To keep his sanity, Harry also developed blowing raspberries at the theatre. It was a neat and easily executed rejoinder to the waves of apathy which greeted him and every other comic ever to appear on the bill at The Windmill. Harry Secombe survived his various ordeals and its hordes of indifferent voyeurs and made a name for himself on various variety tours and BBC radio broadcasts, his powerful raspberry blowing ability elevating him inexorably up the bill.
Around this time Harry, along with a lot of other aspiring comics, spent a lot of time at the Grafton Arms. The pub run by Jimmy Grafton was something of a haven for ex-forces types carving out a show business career. It was at the bar of the Grafton where the Goons formed and where they first performed the ground-breaking routines that would change the face of British comedy forever. But as I have lamented before, it is not Harry’s comic skills that I am concentrating on.
Harry Secombe’s singing career took a great leap forward during his appearances on the BBC radio show Educating Archie. As ludicrous as a motionless strip show sounds, a radio show featuring a ventriloquist act is infinitely more daft, and yet Educating Archie was a long-running and highly popular show. Ventriloquist Peter Brough wasn’t the greatest ventriloquist in the world but by appearing on the radio he really didn’t need to be.
Harry was given a song to sing in each programme and would rush from the microphone where he delivered his dialogue to the one where he delivered his songs, often leaving himself breathless.
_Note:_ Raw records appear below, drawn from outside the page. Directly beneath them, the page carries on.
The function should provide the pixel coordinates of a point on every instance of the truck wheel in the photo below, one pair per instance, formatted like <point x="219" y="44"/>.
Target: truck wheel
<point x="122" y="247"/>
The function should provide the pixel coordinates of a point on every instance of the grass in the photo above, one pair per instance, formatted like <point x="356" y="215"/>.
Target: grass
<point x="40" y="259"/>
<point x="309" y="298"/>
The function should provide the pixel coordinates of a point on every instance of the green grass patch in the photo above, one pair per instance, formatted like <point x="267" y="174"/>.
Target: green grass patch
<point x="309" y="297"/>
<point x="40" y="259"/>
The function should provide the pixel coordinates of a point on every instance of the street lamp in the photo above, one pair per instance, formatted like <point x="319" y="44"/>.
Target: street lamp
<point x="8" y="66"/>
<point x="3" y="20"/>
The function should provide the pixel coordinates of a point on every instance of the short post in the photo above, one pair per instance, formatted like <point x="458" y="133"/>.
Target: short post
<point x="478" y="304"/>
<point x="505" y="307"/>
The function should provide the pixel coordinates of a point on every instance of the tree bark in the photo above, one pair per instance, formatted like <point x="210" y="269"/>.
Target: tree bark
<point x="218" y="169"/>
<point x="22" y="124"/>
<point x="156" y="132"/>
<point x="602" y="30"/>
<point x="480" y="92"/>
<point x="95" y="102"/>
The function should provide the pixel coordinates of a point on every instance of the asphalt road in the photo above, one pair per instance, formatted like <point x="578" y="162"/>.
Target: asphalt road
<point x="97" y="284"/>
The producer decided to tackle this problem and through the programme’s musical associate, Wally Ridley, Secombe was put in touch with the singing tutor Manlio di Veroli who turned him from an amateur variety singer into the powerful booming operatic foghorn that we know and love.
The serious singing continued in tandem with Secombe’s comedy career and he went on to many triumphs in the West End and on Broadway. He found particular acclaim for his Dickensian roles in Oliver and Pickwick, where his large frame and deafening operatic roar were ideally suited to the larger than life roles.
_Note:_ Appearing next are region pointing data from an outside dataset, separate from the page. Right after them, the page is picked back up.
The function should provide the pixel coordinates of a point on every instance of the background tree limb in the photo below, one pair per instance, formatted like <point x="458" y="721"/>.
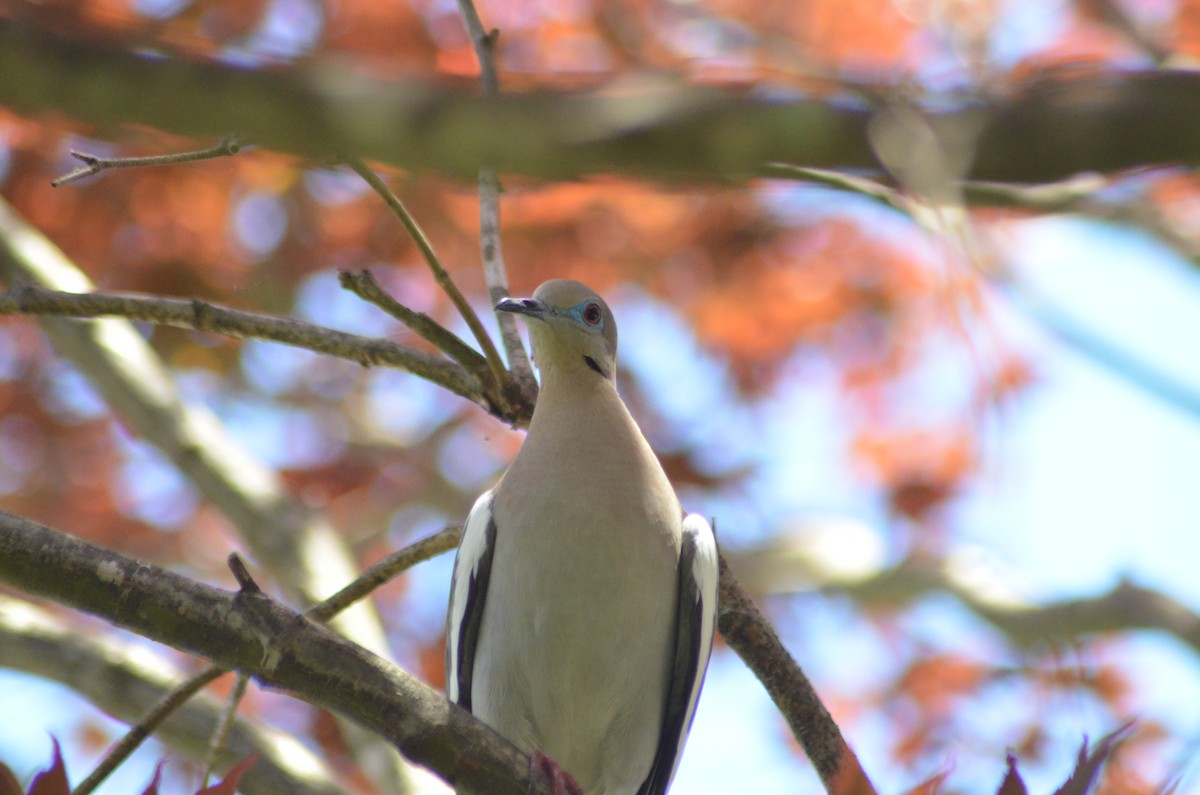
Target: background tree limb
<point x="124" y="681"/>
<point x="255" y="634"/>
<point x="295" y="543"/>
<point x="1049" y="131"/>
The songs on his 1966 Christmas album White Christmas are nearly all traditional ones, arranged by comedy music regular Walter ‘Wally’ Stott, who later changed his name and gender to become Angela Morley. The oddity amongst all the ‘trad arr Stott’ tracks is the wonderful That’s What I’d Like for Christmas which featured in Harry’s pet project Pickwick. Written by Leslie Bricusse with music by Cyril Ornadel, it’s jolly and upbeat and fits in perfectly with Harry’s interpretations of all the other established Christmas classics.
Sadly, due to Harry’s lawyers being as mean and unseasonal as Dame Vera Lynn’s lawyers I am unable to upload a single track off of the album, so you will just have to take my word for it. I’ve put up an entirely unrelated clip of Harry singing but it’s a poor substitute. Bleeding copyright lawyers. Never mind Harry, If I Ruled The World they would be the first against the wall.
Harry Secombe was a loud, anarchic, oversized bundle of zany energy and mirth. His singing and hard work being holy on Highway may have obscured his comic talents over the years but for a while he successfully combined both strands of his career.